Opinion
No. 06-56034.
The panel unanimously concludes that this case is suitable for decision without oral argument. See Fed.R.App.P. 34(a)(2).
Filed March 11, 2008.
Thomas G. Roche, Esq., San Diego, CA, for Plaintiff-Appellant.
Leo R. Montenegro, Esq., SSA — Social Security Administration Office of the General Counsel, San Francisco, CA, for Defendant-Appellee.
Appeal from the United States District Court for the Southern District of California, Dana M. Sabraw, District Judge, Presiding. D.C. No. CV-05-01029-DMS/LSP.
Before: WALLACE, GOULD, and IKUTA, Circuit Judges.
This disposition is not appropriate for publication and is not precedent except as provided by Ninth Circuit Rule 36-3.
Karen Russell appeals from the district court's order upholding the Administrative Law Judge's (ALJ) denial of social security disability benefits. We affirm.

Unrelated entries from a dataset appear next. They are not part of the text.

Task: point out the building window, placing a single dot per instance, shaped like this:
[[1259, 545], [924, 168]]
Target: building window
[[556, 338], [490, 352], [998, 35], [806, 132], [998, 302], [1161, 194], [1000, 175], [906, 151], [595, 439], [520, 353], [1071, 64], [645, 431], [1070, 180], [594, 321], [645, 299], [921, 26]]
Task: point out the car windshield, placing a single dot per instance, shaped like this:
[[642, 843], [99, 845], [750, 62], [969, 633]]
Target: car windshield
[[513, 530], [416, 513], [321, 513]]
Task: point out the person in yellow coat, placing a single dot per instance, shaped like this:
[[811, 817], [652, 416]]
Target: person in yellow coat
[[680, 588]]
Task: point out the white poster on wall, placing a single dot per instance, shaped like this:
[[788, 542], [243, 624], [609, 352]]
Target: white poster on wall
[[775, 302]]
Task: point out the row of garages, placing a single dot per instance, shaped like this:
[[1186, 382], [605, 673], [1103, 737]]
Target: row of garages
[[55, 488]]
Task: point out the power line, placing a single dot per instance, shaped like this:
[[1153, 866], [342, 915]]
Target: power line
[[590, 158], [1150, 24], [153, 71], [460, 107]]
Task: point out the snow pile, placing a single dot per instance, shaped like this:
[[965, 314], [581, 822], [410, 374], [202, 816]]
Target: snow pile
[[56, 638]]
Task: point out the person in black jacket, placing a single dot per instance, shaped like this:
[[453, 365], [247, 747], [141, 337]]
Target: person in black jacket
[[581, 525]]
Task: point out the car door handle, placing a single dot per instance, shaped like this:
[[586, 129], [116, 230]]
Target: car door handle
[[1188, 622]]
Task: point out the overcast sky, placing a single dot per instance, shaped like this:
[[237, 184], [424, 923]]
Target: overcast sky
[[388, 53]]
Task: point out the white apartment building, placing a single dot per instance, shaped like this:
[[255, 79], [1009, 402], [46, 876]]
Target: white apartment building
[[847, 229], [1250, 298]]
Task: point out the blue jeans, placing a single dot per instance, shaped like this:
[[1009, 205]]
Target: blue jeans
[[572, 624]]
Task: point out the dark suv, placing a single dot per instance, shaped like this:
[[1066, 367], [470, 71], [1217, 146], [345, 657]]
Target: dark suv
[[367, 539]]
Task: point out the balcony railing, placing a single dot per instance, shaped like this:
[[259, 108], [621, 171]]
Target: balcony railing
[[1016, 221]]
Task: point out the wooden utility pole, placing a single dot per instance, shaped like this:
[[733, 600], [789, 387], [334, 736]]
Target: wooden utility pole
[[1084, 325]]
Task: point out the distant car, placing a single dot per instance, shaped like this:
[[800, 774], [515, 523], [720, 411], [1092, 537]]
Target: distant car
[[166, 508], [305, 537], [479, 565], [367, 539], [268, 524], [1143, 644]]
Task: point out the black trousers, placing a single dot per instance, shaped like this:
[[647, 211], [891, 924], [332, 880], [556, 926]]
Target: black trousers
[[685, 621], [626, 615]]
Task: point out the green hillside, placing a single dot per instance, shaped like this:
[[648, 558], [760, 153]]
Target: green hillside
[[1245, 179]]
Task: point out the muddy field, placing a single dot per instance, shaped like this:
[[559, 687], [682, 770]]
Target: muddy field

Substantial evidence supports the ALJ's finding that Russell was not disableddluring the relevant time period. See Edlund v. Massanari, 253 F.3d 1152, 1156 (9th Cir. 2001); see also Butch v. Burnhart, 400 F.3d 676, 679 (9th Cir. 2005) (holding that "[w]here evidence is susceptible to more than one rational interpretation," the ALJ's interpretation should be upheld). The ALJ's finding is supported by evidence that prior to Russell's alleged disability onset date, she had resolution of her neck and upper extremity symptoms following neck surgery in 1987, that an extensive medical workup in October 1991 revealed no evidence of debilitating disease, and that Russell did not receive any medical treatment from March 1992 to April 1997.
The ALJ properly rejected the conclusory retrospective opinions of Dr. Spier and Dr. Schweller, neither of whom were treating physicians during the relevant time period. See Magallanes v. Bowen, 881 F.2d 747, 754 (9th Cir. 1989). Moreover, even accepting their opinions that the onset of multiple sclerosis occurred during or before the relevant time period, substantial evidence supports the ALJ's conclusion that the disease was at that point asymptomatic and not disabling.
Russell argues that the ALJ erred in failing to call a medical expert to testify at the hearing. However, she waived that argument when she failed to make it at her appeal hearing or before the district court. See Edlund, 253 F.3d at 1158.